Energy is never made or used, it is just converted from 1 form to another. We roughly maintain ATP stores as degradation and synthesis are matched, but there is a lag.
Pathways for energy supply: Stored ATP, PCr Breakdown, Glycolysis, Electron Transport Train, Beta Oxidation. AMP levels is indicator to restore ATP levels.
Adenylate Pool Shows the energy charge of a cell. Between 0-1. 0=All ADP, 1= All ATP. Will never be all ADP or all ATP- will be somewhere in between.
Myokinase Reaction Forms ATP and AMP, but AMP is the more important product as it is a strong indicator to 'turn on' pathways regenerate ATP.

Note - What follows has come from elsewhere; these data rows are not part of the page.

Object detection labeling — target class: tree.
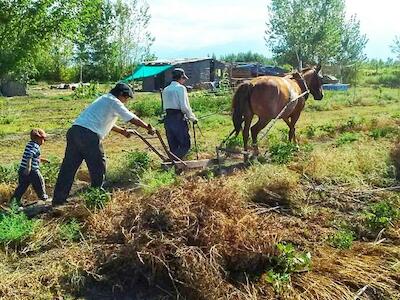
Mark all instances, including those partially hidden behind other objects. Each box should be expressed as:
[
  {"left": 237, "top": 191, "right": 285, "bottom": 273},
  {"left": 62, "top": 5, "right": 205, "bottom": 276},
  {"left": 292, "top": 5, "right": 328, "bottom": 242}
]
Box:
[
  {"left": 390, "top": 35, "right": 400, "bottom": 60},
  {"left": 335, "top": 16, "right": 368, "bottom": 82},
  {"left": 265, "top": 0, "right": 345, "bottom": 68},
  {"left": 114, "top": 0, "right": 154, "bottom": 77},
  {"left": 0, "top": 0, "right": 79, "bottom": 80}
]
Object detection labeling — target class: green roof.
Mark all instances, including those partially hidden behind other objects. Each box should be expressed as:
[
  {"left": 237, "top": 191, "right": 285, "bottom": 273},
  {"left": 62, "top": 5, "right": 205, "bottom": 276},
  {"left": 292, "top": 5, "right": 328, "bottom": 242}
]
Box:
[{"left": 123, "top": 65, "right": 172, "bottom": 81}]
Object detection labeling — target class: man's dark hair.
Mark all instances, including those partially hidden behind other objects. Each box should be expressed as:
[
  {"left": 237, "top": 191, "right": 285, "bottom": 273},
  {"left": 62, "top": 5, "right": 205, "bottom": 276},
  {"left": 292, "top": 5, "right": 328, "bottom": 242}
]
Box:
[{"left": 110, "top": 82, "right": 133, "bottom": 98}]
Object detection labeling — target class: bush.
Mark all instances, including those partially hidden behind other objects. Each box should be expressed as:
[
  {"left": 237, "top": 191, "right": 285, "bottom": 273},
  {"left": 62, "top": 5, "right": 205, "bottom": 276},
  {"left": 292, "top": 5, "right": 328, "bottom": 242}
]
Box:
[
  {"left": 83, "top": 188, "right": 110, "bottom": 210},
  {"left": 328, "top": 229, "right": 354, "bottom": 249},
  {"left": 262, "top": 243, "right": 311, "bottom": 293},
  {"left": 269, "top": 143, "right": 298, "bottom": 164},
  {"left": 336, "top": 132, "right": 359, "bottom": 146},
  {"left": 0, "top": 204, "right": 40, "bottom": 246},
  {"left": 59, "top": 219, "right": 81, "bottom": 242},
  {"left": 363, "top": 201, "right": 400, "bottom": 232}
]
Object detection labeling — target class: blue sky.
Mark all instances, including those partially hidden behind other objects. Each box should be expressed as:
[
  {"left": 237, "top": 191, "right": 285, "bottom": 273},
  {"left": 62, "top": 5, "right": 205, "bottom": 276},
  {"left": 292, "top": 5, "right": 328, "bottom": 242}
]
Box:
[{"left": 147, "top": 0, "right": 400, "bottom": 59}]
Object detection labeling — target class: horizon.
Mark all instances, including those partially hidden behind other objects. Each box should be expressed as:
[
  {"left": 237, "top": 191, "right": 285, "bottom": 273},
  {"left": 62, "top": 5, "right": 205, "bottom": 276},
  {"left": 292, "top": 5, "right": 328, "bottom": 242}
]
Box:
[{"left": 147, "top": 0, "right": 400, "bottom": 60}]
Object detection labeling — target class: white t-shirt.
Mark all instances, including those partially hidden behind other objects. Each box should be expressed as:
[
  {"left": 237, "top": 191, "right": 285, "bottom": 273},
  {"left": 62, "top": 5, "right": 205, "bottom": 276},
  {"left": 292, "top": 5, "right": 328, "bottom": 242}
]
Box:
[
  {"left": 73, "top": 94, "right": 138, "bottom": 139},
  {"left": 163, "top": 81, "right": 197, "bottom": 121}
]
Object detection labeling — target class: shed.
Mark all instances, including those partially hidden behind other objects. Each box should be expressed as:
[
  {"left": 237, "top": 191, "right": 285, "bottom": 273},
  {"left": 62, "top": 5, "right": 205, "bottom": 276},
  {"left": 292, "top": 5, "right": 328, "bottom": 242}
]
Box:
[{"left": 124, "top": 58, "right": 225, "bottom": 92}]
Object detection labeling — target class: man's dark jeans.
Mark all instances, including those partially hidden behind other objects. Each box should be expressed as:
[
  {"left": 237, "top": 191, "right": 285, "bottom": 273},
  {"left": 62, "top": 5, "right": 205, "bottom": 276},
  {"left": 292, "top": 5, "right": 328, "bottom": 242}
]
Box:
[
  {"left": 53, "top": 125, "right": 106, "bottom": 205},
  {"left": 11, "top": 169, "right": 48, "bottom": 205},
  {"left": 164, "top": 110, "right": 190, "bottom": 158}
]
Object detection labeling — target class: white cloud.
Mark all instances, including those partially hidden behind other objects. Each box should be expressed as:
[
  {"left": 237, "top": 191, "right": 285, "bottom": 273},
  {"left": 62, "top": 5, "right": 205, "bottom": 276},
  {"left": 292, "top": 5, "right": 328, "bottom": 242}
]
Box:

A build up of AMP (through ATP breakdown and Myokinase Reaction) prevents additional AMP formation by preventing the Myokinase Reaction, soo we break down the AMP to IMP to allow the Myokinase Reaction to continue. Muscular Contraction Cycle: 1) AP travels along neuron axon until myo-neural junction (synapse) where it releases Acetylcholine which diffuses to the sarcolemma and t-tubules. 2) Calcium is released from the Sarcoplasmic Reticulum which binds to Troponin which causes shift of Tropomyosin- exposing Myosin Binding Sites on the Actin Filament. 3) The Myosin 'heads' which contain both ADP and Pi bind to the binding sites on the troponin (Pi released) forming a cross bridge. 4) The ADP is used causing the Power Stroke and ATP binds to myosin heads. 5) Break down of the ATP (to ADP and Pi) causes the de-attachment of the cross bridges. 6) If Ca remains present the process continues. 7) To relax AP's stop and Ca is drawn back into the Sarcoplasmic Reticulum through Active Transport. 8) The energy for Active Transport is provided by the hydrolysis of ATP by both Ca and ATPase.